Das beginnt schon im Kleinen:

  • Interne Kommunikation, zum Beispiel bei Mitarbeitergesprächen oder bei notwendigen Kündigungen (die aus Angst vor der nötigen Mitteilung unterlassen wird). Das gehört auch zur Ehrlichkeit in einer Gemeinschaft.

Das setzt sich in der Politik fort:
Die Erklärbarkeit eines Vorhabens hat immer mit dessen Legitimität als solcher zu tun. Das kann in der direkten Demokratie zu einer Vorwirkung einer eventuellen Volksabstimmung führen:

  • Ausstieg aus der Kernenergie. Erkenntnis, dass ein neues KKW in absehbarer Zeit keine Chance haben kann und Einsicht, dass jetzt die Alternativen vorbereitet werden müssen.

Diese Erkenntnis ist aber auch als Opportunismus angeprangert worden.
Gefahr der Meinungsumfragedemokratie. 

***

 

Als DER hehre Grundsatz der Kommunikation gilt die Wahrheit.
Heute hilft es oft nicht einmal mehr, die Wahrheit zu sagen. Aus dem ständig vorhandenen Misstrauen und aus der Verunsicherung ist jene Angst gewachsen, die zu einer Grundstimmung unserer Gesellschaft geworden ist. Es ist eine diffuse, objektlose Angst, die sich ihr Opfer sucht, um sich durch Bekämpfung dieses Opfers selber seelisch zu entlasten. Die positive Aufnahmebereitschaft unserer Gesellschaft für negative Nachrichten hängt mit dieser Angst zusammen (auf die Medien bezogen: „Good news are no news, bad news are the story“). Jede negative Meldung ist eine Bestätigung eines bisher nur vagen Verdachts, der Welt der Politik, der Wirtschaft, der Wissenschaft, sei nicht zu trauen.
In der verminten Zone des Misstrauens reagieren dann viele Verantwortliche all zu ängstlich und nutzen nur noch abgeschliffene Phrasen, um ja alle Irrtümer oder falschen Interpretationen zu vermeiden. Das führt zu einer angstvollen, gleichförmigen und mutlosen Kommunikationssprache, die sich auf den Inhalt der Entscheide überträgt.

 

Kommunikation heisst Gemeinsamkeit. „Com“ bedeutet zusammen, gemeinsam. Der zweite Teil des Wortes stammt von „munia“, was Obliegenheit oder Amtspflicht bedeutet, was wir im Begriff „municipio“ wieder antreffen.
Der Wortsinn von Kommunikation hat also mehr als nur die formale Bedeutung des sich gegenseitig Austauschens. Es hat auch einen inhaltlichen Kern, nämlich eine Pflicht, eine Verantwortung.
Eine verantwortungsvolle Aufgabe der Gemeinschaft besteht darin, sich nicht derart auseinander treiben und lähmen zu lassen und diesen Tendenzen entgegen zu wirken.

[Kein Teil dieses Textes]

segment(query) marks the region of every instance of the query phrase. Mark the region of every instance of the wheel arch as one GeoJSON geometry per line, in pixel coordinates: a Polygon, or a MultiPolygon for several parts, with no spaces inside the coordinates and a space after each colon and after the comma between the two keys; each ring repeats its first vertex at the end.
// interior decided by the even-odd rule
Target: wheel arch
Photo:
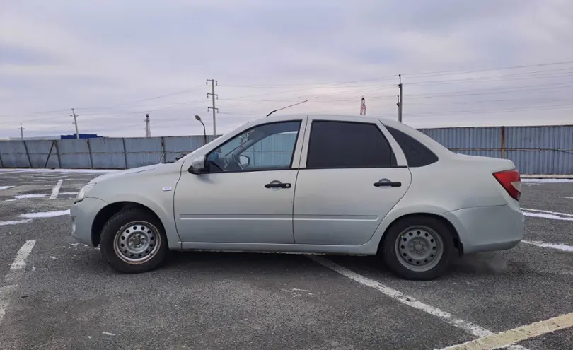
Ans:
{"type": "Polygon", "coordinates": [[[94,247],[97,247],[100,244],[100,238],[101,236],[101,231],[105,223],[111,218],[112,216],[119,213],[123,209],[127,208],[141,208],[149,211],[150,215],[152,215],[161,223],[161,228],[165,231],[165,225],[161,221],[159,216],[151,208],[146,206],[141,203],[130,201],[122,201],[110,203],[100,210],[96,215],[93,222],[91,225],[91,242],[94,247]]]}
{"type": "Polygon", "coordinates": [[[451,222],[450,222],[449,220],[444,218],[441,215],[424,212],[409,213],[395,218],[390,223],[390,225],[388,225],[388,227],[386,227],[386,230],[384,230],[384,232],[382,234],[382,237],[380,238],[380,242],[378,244],[378,252],[379,252],[381,251],[382,247],[384,244],[384,240],[388,236],[386,233],[388,233],[388,232],[392,228],[392,227],[393,227],[397,223],[403,220],[405,220],[408,218],[411,218],[412,216],[420,216],[431,217],[444,223],[450,230],[450,232],[451,232],[452,235],[453,235],[453,245],[454,247],[456,247],[456,249],[458,250],[458,255],[463,255],[463,245],[461,240],[460,240],[460,235],[459,233],[458,233],[458,230],[456,229],[456,226],[454,226],[453,224],[451,222]]]}

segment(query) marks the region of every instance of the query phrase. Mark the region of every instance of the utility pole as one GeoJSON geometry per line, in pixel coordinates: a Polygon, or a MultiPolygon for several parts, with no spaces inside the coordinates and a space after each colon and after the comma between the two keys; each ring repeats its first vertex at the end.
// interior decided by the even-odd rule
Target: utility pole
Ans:
{"type": "Polygon", "coordinates": [[[217,100],[219,100],[219,95],[215,93],[215,85],[217,83],[217,81],[213,79],[207,79],[206,83],[209,84],[209,82],[211,81],[211,93],[207,93],[207,98],[209,98],[209,95],[211,95],[211,100],[213,103],[213,105],[212,107],[207,107],[207,112],[209,110],[212,110],[213,111],[213,136],[216,137],[217,136],[217,127],[216,122],[215,122],[215,112],[216,111],[219,112],[219,108],[215,107],[215,96],[216,96],[217,100]]]}
{"type": "Polygon", "coordinates": [[[402,100],[402,74],[398,74],[398,79],[400,83],[398,83],[398,88],[400,89],[400,96],[398,97],[398,122],[400,123],[402,122],[402,105],[403,100],[402,100]]]}
{"type": "Polygon", "coordinates": [[[151,137],[151,129],[149,127],[149,114],[145,115],[145,137],[151,137]]]}
{"type": "Polygon", "coordinates": [[[78,120],[76,119],[78,117],[78,115],[74,112],[74,108],[71,109],[71,114],[69,115],[69,116],[74,118],[74,122],[72,124],[76,126],[76,139],[79,139],[79,132],[78,132],[78,120]]]}

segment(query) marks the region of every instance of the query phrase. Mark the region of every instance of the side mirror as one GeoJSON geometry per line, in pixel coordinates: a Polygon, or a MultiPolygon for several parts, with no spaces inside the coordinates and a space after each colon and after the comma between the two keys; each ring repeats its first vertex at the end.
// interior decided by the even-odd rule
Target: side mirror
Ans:
{"type": "Polygon", "coordinates": [[[239,161],[242,166],[249,166],[250,165],[250,158],[246,156],[241,155],[239,156],[239,161]]]}
{"type": "Polygon", "coordinates": [[[187,170],[192,174],[204,174],[207,173],[207,167],[205,166],[205,157],[199,157],[193,159],[191,161],[191,166],[187,170]]]}

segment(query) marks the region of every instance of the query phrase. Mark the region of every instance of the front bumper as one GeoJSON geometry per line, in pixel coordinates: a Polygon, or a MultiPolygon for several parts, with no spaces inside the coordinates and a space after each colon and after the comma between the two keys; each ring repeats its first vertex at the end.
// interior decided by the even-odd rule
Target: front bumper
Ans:
{"type": "Polygon", "coordinates": [[[91,239],[93,220],[108,203],[93,197],[86,197],[74,204],[69,210],[71,218],[71,235],[76,240],[85,245],[94,246],[91,239]]]}
{"type": "Polygon", "coordinates": [[[464,254],[510,249],[523,239],[525,219],[516,204],[465,208],[442,216],[458,231],[464,254]]]}

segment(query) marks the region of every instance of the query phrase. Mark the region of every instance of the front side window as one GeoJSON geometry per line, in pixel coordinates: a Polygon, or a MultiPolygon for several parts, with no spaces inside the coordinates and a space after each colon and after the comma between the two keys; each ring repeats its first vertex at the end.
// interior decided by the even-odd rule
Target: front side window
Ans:
{"type": "Polygon", "coordinates": [[[207,156],[209,173],[290,169],[301,121],[254,127],[207,156]]]}
{"type": "Polygon", "coordinates": [[[390,168],[396,158],[375,124],[314,121],[306,168],[390,168]]]}

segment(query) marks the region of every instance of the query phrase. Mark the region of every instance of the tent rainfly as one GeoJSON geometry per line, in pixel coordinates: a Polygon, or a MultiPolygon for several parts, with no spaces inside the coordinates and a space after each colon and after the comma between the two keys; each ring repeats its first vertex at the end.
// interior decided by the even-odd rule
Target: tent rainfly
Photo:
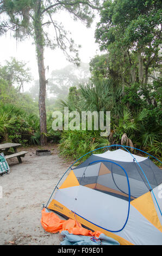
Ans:
{"type": "Polygon", "coordinates": [[[126,150],[92,154],[71,168],[46,208],[121,245],[161,245],[162,170],[126,150]]]}

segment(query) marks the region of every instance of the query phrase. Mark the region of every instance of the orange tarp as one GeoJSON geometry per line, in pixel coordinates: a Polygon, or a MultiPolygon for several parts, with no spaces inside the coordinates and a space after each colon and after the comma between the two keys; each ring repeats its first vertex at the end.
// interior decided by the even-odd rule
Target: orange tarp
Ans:
{"type": "Polygon", "coordinates": [[[52,233],[67,230],[69,233],[74,235],[92,236],[97,237],[102,233],[100,231],[92,232],[83,228],[81,224],[79,223],[76,220],[70,218],[67,221],[61,220],[54,212],[46,212],[45,208],[42,210],[41,223],[46,231],[52,233]]]}

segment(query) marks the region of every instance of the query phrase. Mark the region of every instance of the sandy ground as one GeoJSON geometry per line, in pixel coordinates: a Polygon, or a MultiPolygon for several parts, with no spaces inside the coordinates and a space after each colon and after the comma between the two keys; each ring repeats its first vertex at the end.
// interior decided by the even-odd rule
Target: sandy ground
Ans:
{"type": "Polygon", "coordinates": [[[37,147],[25,149],[29,153],[22,163],[17,157],[9,160],[10,173],[0,177],[0,245],[60,245],[60,234],[42,228],[41,212],[71,163],[58,156],[57,145],[45,148],[51,149],[52,155],[38,156],[37,147]]]}

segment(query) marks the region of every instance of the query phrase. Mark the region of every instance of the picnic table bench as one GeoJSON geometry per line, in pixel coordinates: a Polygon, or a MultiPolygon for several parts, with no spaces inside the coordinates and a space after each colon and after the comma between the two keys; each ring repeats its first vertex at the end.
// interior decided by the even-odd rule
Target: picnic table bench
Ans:
{"type": "Polygon", "coordinates": [[[9,159],[13,157],[17,157],[20,163],[22,163],[22,160],[21,157],[24,157],[26,154],[28,152],[27,151],[22,151],[21,152],[17,152],[17,148],[18,147],[21,145],[20,143],[4,143],[0,144],[0,152],[3,151],[5,155],[5,159],[9,159]],[[10,152],[9,150],[10,148],[13,148],[14,153],[10,152]]]}

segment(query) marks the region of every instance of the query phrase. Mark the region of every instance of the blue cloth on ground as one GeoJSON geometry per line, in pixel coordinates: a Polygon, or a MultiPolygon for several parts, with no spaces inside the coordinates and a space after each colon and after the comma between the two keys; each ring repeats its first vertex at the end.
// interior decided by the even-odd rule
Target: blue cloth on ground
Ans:
{"type": "Polygon", "coordinates": [[[61,245],[120,245],[117,241],[101,234],[98,237],[70,234],[67,230],[63,230],[61,235],[64,236],[61,245]]]}

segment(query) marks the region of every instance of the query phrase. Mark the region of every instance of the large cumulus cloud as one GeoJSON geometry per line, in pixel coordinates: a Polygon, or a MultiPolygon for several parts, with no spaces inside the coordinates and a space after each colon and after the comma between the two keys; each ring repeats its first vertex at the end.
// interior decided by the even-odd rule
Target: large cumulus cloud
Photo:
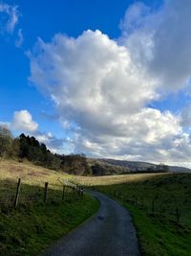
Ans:
{"type": "Polygon", "coordinates": [[[74,130],[74,151],[188,161],[190,138],[182,118],[147,106],[161,91],[189,84],[191,21],[179,3],[165,1],[157,11],[135,4],[117,40],[90,30],[76,38],[55,35],[51,42],[38,40],[30,54],[31,81],[54,102],[65,128],[74,130]]]}

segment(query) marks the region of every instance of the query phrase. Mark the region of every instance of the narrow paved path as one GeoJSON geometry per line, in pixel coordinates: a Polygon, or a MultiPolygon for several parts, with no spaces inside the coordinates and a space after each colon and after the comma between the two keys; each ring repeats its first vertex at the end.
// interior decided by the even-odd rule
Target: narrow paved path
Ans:
{"type": "Polygon", "coordinates": [[[61,238],[43,256],[138,256],[136,230],[128,211],[108,197],[90,192],[100,201],[99,211],[61,238]]]}

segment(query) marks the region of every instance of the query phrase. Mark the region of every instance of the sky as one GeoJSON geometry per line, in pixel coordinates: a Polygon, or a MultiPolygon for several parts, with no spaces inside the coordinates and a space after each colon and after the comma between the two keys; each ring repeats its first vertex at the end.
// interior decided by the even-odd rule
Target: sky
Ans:
{"type": "Polygon", "coordinates": [[[58,153],[191,167],[189,0],[0,2],[0,125],[58,153]]]}

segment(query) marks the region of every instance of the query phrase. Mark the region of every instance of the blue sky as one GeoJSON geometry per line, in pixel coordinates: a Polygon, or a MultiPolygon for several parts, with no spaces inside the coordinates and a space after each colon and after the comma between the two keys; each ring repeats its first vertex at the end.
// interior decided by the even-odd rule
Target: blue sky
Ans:
{"type": "Polygon", "coordinates": [[[1,124],[53,151],[190,165],[182,2],[2,1],[1,124]]]}

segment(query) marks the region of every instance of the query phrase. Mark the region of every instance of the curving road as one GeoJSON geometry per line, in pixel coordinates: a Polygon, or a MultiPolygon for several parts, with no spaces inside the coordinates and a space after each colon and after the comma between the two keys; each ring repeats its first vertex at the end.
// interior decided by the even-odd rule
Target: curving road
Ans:
{"type": "Polygon", "coordinates": [[[74,231],[61,238],[43,256],[138,256],[136,230],[127,210],[97,193],[99,211],[74,231]]]}

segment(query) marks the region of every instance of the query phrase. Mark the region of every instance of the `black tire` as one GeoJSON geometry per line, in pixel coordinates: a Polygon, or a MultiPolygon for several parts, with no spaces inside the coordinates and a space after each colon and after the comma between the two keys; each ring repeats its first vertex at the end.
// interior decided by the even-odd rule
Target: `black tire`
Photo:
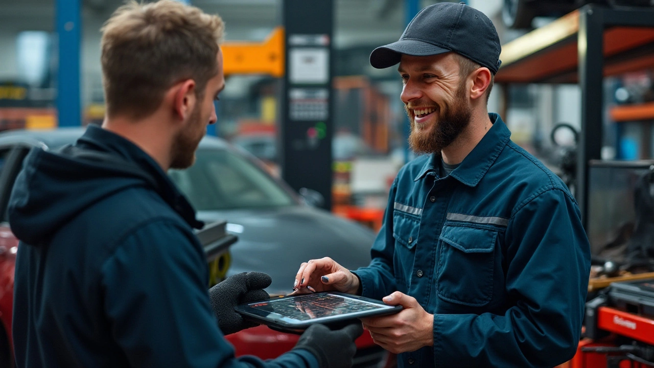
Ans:
{"type": "Polygon", "coordinates": [[[532,4],[526,0],[504,0],[502,21],[509,28],[531,28],[536,16],[532,4]]]}

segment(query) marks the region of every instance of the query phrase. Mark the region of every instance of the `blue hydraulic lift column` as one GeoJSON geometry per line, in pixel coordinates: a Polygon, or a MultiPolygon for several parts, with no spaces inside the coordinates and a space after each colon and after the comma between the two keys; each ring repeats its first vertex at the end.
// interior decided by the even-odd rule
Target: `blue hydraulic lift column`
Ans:
{"type": "MultiPolygon", "coordinates": [[[[409,25],[411,20],[413,19],[420,10],[420,0],[405,0],[404,3],[405,24],[409,25]]],[[[409,148],[409,134],[411,133],[410,122],[409,117],[404,118],[404,124],[402,132],[404,136],[404,162],[409,162],[409,155],[410,153],[409,148]]]]}
{"type": "Polygon", "coordinates": [[[56,0],[59,36],[57,71],[57,120],[59,126],[82,124],[80,100],[80,41],[81,0],[56,0]]]}

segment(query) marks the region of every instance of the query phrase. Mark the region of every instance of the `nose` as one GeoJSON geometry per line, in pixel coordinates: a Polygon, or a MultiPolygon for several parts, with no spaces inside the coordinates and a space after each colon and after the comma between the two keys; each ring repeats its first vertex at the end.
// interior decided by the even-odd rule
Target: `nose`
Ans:
{"type": "Polygon", "coordinates": [[[209,124],[215,124],[218,121],[218,116],[216,115],[216,105],[218,104],[218,101],[215,101],[212,103],[211,107],[211,115],[209,117],[209,124]]]}
{"type": "Polygon", "coordinates": [[[417,83],[412,81],[410,79],[407,81],[404,86],[402,87],[402,93],[400,95],[402,102],[409,103],[409,101],[419,99],[422,96],[422,92],[417,84],[417,83]]]}

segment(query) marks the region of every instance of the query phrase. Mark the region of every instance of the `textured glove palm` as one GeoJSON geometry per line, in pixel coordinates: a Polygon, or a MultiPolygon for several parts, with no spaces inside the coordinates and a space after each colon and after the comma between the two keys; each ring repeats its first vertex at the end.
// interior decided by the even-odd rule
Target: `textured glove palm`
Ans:
{"type": "Polygon", "coordinates": [[[336,331],[324,325],[313,325],[304,331],[293,348],[309,350],[318,359],[320,368],[347,368],[354,363],[354,340],[363,332],[358,322],[336,331]]]}
{"type": "Polygon", "coordinates": [[[243,272],[225,279],[209,289],[211,308],[218,319],[218,325],[224,335],[238,332],[257,325],[245,321],[234,311],[239,304],[265,300],[270,297],[263,289],[270,286],[272,279],[262,272],[243,272]]]}

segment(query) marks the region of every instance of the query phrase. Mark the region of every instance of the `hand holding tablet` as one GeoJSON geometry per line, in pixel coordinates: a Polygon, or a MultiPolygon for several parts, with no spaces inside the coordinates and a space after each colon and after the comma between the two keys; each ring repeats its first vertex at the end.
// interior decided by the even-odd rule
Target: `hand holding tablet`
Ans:
{"type": "Polygon", "coordinates": [[[235,310],[273,329],[301,333],[312,325],[341,327],[364,317],[397,313],[402,306],[339,292],[272,298],[238,305],[235,310]]]}

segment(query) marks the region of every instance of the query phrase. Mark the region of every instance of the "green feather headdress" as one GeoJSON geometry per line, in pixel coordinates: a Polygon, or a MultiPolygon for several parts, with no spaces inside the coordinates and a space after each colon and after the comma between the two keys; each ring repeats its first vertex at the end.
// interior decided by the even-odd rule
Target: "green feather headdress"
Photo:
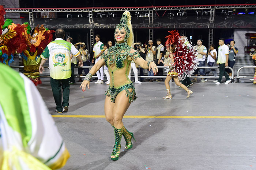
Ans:
{"type": "Polygon", "coordinates": [[[120,30],[122,29],[122,28],[124,28],[124,30],[126,33],[125,36],[124,37],[124,41],[125,42],[127,41],[127,39],[129,38],[130,36],[130,33],[131,33],[130,29],[128,28],[128,17],[127,16],[126,14],[123,14],[120,20],[120,24],[116,25],[116,29],[115,30],[115,32],[116,32],[117,28],[118,28],[120,30]]]}

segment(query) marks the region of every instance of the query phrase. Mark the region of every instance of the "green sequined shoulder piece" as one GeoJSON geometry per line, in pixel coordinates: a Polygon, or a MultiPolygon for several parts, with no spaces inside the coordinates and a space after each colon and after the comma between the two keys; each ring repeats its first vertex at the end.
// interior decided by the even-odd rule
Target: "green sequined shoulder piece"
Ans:
{"type": "Polygon", "coordinates": [[[108,50],[106,54],[104,52],[101,56],[105,60],[105,62],[108,61],[108,64],[114,64],[116,62],[118,68],[121,68],[123,67],[123,62],[129,57],[133,60],[141,57],[137,51],[127,45],[126,43],[116,44],[114,46],[110,47],[108,50]],[[132,49],[134,50],[134,52],[130,52],[132,49]]]}

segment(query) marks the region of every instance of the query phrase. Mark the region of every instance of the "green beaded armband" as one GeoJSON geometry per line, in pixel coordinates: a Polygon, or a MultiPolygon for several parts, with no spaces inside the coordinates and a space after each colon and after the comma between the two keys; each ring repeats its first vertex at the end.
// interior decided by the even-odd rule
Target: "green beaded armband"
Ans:
{"type": "Polygon", "coordinates": [[[88,74],[87,74],[87,75],[86,75],[86,76],[84,78],[84,80],[86,81],[90,81],[90,80],[91,79],[91,77],[93,75],[91,75],[91,73],[88,73],[88,74]]]}
{"type": "Polygon", "coordinates": [[[150,63],[151,63],[151,62],[154,62],[154,63],[155,63],[155,62],[154,62],[154,61],[153,61],[153,60],[151,60],[150,61],[149,61],[149,62],[148,62],[147,63],[147,66],[148,66],[148,67],[149,67],[149,64],[150,64],[150,63]]]}

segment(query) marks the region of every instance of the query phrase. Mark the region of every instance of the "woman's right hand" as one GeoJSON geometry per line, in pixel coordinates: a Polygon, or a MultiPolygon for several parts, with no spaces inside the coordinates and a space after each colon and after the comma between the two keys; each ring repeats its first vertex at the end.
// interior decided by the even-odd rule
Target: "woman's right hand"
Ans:
{"type": "Polygon", "coordinates": [[[80,86],[80,88],[82,88],[82,91],[85,91],[86,85],[87,85],[88,89],[90,89],[90,82],[87,80],[83,80],[80,86]]]}

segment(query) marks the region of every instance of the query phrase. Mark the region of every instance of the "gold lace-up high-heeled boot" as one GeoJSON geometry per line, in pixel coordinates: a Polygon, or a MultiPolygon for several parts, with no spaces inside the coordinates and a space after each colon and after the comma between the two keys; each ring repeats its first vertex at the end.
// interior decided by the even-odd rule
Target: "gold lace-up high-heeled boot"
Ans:
{"type": "Polygon", "coordinates": [[[168,88],[168,89],[166,89],[166,90],[167,91],[167,95],[165,97],[163,97],[163,99],[172,99],[172,98],[173,98],[172,96],[172,94],[171,94],[171,90],[170,89],[170,88],[168,88]]]}
{"type": "Polygon", "coordinates": [[[134,137],[133,137],[133,133],[128,131],[124,126],[123,126],[123,128],[124,129],[123,131],[123,135],[124,136],[124,139],[126,142],[125,148],[125,149],[130,149],[132,147],[132,138],[133,138],[135,142],[136,142],[136,140],[135,140],[134,137]]]}
{"type": "Polygon", "coordinates": [[[111,154],[111,159],[113,161],[118,160],[120,154],[120,149],[121,148],[121,139],[124,130],[124,126],[121,129],[116,129],[114,127],[115,134],[115,144],[114,145],[113,151],[111,154]]]}

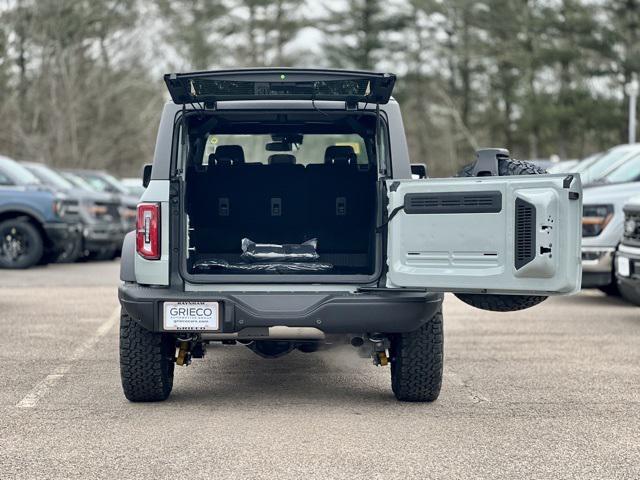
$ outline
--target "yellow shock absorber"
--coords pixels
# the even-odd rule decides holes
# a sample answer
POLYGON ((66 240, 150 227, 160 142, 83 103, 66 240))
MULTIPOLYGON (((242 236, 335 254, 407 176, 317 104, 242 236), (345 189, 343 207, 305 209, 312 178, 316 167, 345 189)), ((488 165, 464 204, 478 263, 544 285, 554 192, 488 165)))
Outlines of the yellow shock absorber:
POLYGON ((387 352, 378 352, 378 362, 380 366, 385 367, 389 363, 389 357, 387 352))
POLYGON ((189 353, 189 342, 180 342, 180 349, 178 350, 176 365, 179 365, 179 366, 185 365, 188 353, 189 353))

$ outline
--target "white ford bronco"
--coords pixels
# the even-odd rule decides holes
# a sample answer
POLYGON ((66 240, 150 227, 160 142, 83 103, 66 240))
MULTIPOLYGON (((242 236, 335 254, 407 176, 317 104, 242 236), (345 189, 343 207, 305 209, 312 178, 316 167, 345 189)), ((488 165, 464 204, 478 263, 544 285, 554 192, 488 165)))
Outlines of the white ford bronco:
POLYGON ((165 76, 173 101, 122 248, 129 400, 166 399, 174 366, 212 342, 267 358, 343 342, 390 365, 398 400, 433 401, 443 292, 512 311, 579 290, 579 176, 485 149, 456 178, 426 178, 409 160, 395 80, 165 76))

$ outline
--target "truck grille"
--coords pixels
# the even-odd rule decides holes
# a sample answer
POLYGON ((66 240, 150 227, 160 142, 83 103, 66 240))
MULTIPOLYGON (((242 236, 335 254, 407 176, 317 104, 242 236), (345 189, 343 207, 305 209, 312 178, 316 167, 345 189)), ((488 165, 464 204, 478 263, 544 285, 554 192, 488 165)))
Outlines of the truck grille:
POLYGON ((640 245, 640 212, 625 212, 623 243, 640 245))
POLYGON ((515 267, 524 267, 536 256, 536 207, 516 198, 515 267))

Ich weiss es wegen dem K in der Abkürzung meines Departementes: Katastrophen und Kommunikation sind eng miteinander verwandt. Aber sie bedingen einander nicht notwendigerweise. Kommunikation kann durchaus zu einem Kulturzweig in der Demokratie und für die Demokratie erblühen. Voraussetzung ist allerdings, dass die Kunst der Kommunikation professionell und verantwortungsbewusst gepflegt wird.
Es freut mich, dass Ihr Club dies versucht.